Tastyfrzz · 61-69, M
Maybe should have made a poll with Covid, 911, moon landing, Berlin Wall, JFK, Martin Luther King as the selections. It kind of depends on your age, where you live, and how it affected you personally. For someone a bit older than me it might be the hydrogen bomb. We still don't know all of the effects that Trump is going to leave us with. If disclosure of aliens occurs it will Dwarf everything.
GerOttman · 70-79, M
Kennedy assassination, moon landing, 911
Munumbis · 46-50, M
Trump and populism.
GoFish ·
the stuff happening now
BluntSm0ker · 100+, M
Fall of Constantinople & battle of Hastings.
craig7 · 70-79, M
The launch of "Sputnik" in 1957,the East-West confrontation over Berlin in 1961,then over Cuba a year later,assassination of the American President in late 1963.All the major world events since then.
Iwillwait · M
Elvis dying, 1972 Olympics kidnapping and boycotting, home computing, HIV/Aids, Berlon Wall Coming Down, Challenger Space Shuttle exploding , 911, Internet being created, cellular telephones, smart phones, COVID.
faery · F
911, corona virus pandemic
MrSmooTh · 31-35, M
9/11 and GWOT
Ferise1 · 46-50, M
@Amalgam huh?
Thatsright · 61-69, M
@Ferise1 A magnificent horse.
DDonde · 36-40, M
Collapse of the Soviet Union, but if we count things I actually remember and have feelings about, 9/11, 2008 crash, and Covid19
therighttothink50 · 56-60, M
The Covid Hoax, it destroyed freedom, privacy and prosperity. It taught many to obey authority figures without ever questioning them.
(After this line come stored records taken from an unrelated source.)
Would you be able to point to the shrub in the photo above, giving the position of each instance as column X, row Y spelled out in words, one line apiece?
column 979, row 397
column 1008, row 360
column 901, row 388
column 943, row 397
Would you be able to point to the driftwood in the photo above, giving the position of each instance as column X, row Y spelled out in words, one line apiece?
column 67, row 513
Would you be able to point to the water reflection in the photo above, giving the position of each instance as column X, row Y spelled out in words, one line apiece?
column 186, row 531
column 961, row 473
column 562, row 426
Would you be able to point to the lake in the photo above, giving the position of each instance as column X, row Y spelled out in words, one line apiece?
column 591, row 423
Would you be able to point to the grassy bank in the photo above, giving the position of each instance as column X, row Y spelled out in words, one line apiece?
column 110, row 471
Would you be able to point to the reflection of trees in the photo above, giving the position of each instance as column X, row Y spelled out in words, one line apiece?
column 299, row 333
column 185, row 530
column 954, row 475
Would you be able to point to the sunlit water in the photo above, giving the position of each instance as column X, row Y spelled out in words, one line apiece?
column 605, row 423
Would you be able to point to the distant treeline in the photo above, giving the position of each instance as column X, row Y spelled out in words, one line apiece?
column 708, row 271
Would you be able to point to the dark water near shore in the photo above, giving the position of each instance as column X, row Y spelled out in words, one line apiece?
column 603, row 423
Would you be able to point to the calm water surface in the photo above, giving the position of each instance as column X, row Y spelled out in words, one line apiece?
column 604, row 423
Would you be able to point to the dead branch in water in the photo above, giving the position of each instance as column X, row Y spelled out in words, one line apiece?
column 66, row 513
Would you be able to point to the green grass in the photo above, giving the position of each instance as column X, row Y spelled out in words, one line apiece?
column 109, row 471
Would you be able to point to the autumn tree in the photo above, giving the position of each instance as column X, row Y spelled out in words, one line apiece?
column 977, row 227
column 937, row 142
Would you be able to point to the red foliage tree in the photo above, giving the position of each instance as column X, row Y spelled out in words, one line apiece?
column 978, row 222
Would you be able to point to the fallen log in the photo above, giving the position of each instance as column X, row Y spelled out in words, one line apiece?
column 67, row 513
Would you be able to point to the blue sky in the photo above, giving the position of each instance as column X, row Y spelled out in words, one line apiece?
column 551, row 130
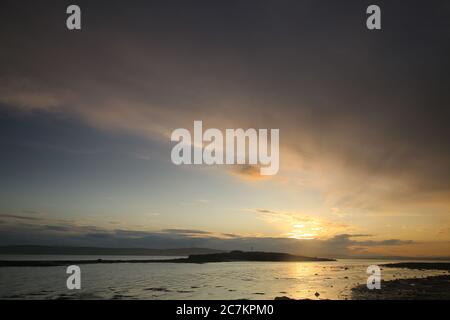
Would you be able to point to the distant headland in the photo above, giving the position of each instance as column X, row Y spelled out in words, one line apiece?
column 233, row 256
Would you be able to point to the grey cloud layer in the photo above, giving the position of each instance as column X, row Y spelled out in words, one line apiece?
column 339, row 245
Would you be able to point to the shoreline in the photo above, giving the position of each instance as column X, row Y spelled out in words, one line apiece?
column 428, row 288
column 233, row 256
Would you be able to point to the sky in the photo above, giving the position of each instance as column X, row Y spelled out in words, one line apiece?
column 86, row 118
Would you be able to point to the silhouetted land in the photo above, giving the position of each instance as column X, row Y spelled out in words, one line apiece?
column 233, row 256
column 60, row 250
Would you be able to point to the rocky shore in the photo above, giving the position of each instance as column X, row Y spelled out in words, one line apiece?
column 429, row 288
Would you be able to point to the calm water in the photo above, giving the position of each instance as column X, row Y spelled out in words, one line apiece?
column 236, row 280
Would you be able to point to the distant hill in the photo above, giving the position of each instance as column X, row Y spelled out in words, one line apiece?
column 233, row 256
column 236, row 255
column 55, row 250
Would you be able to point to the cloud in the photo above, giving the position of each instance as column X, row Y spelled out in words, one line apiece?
column 363, row 120
column 19, row 217
column 184, row 231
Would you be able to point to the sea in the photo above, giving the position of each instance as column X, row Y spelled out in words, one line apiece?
column 176, row 281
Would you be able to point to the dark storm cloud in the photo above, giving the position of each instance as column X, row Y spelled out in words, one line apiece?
column 372, row 105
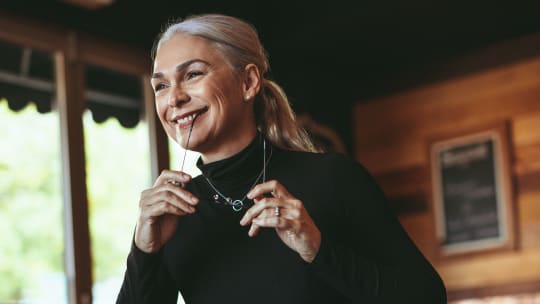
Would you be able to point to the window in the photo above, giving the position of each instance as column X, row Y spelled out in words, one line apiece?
column 31, row 204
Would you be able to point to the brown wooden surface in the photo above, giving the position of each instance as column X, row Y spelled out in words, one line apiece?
column 70, row 95
column 391, row 139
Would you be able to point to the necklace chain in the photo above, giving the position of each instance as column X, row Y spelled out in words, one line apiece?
column 237, row 205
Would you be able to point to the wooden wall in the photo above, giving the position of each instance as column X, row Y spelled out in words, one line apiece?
column 391, row 140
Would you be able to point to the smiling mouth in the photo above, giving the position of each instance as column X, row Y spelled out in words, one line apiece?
column 187, row 120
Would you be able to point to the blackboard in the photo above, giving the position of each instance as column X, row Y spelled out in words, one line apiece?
column 471, row 192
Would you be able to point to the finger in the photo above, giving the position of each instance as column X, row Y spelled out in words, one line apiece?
column 273, row 187
column 254, row 229
column 258, row 207
column 172, row 195
column 168, row 176
column 162, row 208
column 274, row 222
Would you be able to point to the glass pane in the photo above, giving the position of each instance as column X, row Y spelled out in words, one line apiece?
column 31, row 221
column 118, row 170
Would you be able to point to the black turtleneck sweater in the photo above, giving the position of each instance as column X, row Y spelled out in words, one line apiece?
column 365, row 255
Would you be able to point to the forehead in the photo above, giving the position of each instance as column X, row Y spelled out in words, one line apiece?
column 181, row 48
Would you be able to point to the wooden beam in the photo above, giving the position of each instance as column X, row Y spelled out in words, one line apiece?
column 90, row 4
column 70, row 103
column 159, row 146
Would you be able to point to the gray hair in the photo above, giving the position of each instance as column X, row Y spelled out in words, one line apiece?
column 239, row 42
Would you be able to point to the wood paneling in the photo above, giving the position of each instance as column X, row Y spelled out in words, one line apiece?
column 391, row 140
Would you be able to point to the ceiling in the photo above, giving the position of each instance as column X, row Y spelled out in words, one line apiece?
column 326, row 54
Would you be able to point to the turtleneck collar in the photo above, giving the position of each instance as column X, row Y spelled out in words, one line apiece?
column 246, row 164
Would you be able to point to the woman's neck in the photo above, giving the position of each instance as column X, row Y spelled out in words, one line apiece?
column 231, row 148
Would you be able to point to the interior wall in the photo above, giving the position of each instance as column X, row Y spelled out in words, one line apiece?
column 391, row 136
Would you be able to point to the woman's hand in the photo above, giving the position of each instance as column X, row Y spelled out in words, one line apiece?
column 160, row 208
column 287, row 215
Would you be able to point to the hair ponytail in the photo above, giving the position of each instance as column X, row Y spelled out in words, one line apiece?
column 276, row 120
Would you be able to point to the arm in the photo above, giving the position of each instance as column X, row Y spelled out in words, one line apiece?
column 146, row 280
column 373, row 258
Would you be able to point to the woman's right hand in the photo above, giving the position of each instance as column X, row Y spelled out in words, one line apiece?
column 160, row 208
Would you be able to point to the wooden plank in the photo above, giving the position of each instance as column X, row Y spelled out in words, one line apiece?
column 116, row 56
column 404, row 122
column 70, row 98
column 492, row 270
column 514, row 288
column 159, row 145
column 31, row 33
column 529, row 215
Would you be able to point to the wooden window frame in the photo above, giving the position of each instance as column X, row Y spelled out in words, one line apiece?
column 71, row 52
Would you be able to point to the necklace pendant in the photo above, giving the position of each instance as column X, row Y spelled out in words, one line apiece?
column 237, row 205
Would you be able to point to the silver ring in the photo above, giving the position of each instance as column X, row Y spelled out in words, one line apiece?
column 176, row 183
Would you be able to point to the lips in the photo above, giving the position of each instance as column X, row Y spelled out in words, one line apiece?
column 185, row 120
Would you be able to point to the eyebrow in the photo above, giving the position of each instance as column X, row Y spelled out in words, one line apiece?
column 179, row 68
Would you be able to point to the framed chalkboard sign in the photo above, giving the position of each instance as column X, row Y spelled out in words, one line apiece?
column 472, row 191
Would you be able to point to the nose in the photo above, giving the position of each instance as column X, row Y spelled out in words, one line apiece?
column 177, row 97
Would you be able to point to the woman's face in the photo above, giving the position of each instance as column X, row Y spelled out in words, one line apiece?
column 190, row 76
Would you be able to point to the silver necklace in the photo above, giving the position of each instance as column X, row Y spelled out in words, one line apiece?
column 238, row 204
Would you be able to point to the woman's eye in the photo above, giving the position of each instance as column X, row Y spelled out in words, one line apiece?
column 193, row 74
column 159, row 87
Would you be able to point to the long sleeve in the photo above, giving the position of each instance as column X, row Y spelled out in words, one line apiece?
column 146, row 280
column 372, row 259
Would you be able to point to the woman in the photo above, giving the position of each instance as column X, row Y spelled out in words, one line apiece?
column 268, row 221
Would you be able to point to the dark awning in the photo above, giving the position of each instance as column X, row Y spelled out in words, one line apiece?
column 27, row 75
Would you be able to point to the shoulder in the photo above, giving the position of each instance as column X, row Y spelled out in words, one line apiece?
column 328, row 163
It has ushered in the age of constant fear porn being weaponized against us all.



"If you have to be persuaded, reminded, pressured, lied to, incentivized, coerced, bullied, socially shamed, guilt-tripped, threatened, punished and criminalized … If all of this is considered necessary to gain your compliance — you can be absolutely certain that what is being promoted is not in your best interest.”

– Ian Watson-
DeWayfarer · 61-69, M
Geesh you don't ask for much! 🤣

Everything that has happened since the Launch of Luna 3 (October 1959): First photographs of the Moon's far side, changing lunar science.!
Ambroseguy80 · 56-60, M
Perhaps walking on the moon. Perhaps the end of the Berlin Wall. Perhaps 9/11. Perhaps these days we are living in right now.
Adstar · 56-60, M
Probably the fall of communisim in the Union of the Soviet Socialist Republics USSR.. 1991..
Nate931 · 31-35, M
The Soviet Union fell a few months after I was born. I can't say I remember it, though.
9/11 happened when I was in 5th grade and I remember watching it on the news.
CrazyMusicLover · 31-35
🤷🏻‍♀ That's up to future generations to decide. What they will deem as the most significant.
ArishMell · 70-79, M
@CrazyMusicLover Good point: the question being how to measure significance, or perhaps more usefully since it is so subjective, by what criteria.
CrazyMusicLover · 31-35
@ArishMell I'd judge it by the global impact, how many regions were affected directly or indirectly by the event, how many people know about it and consider it significant.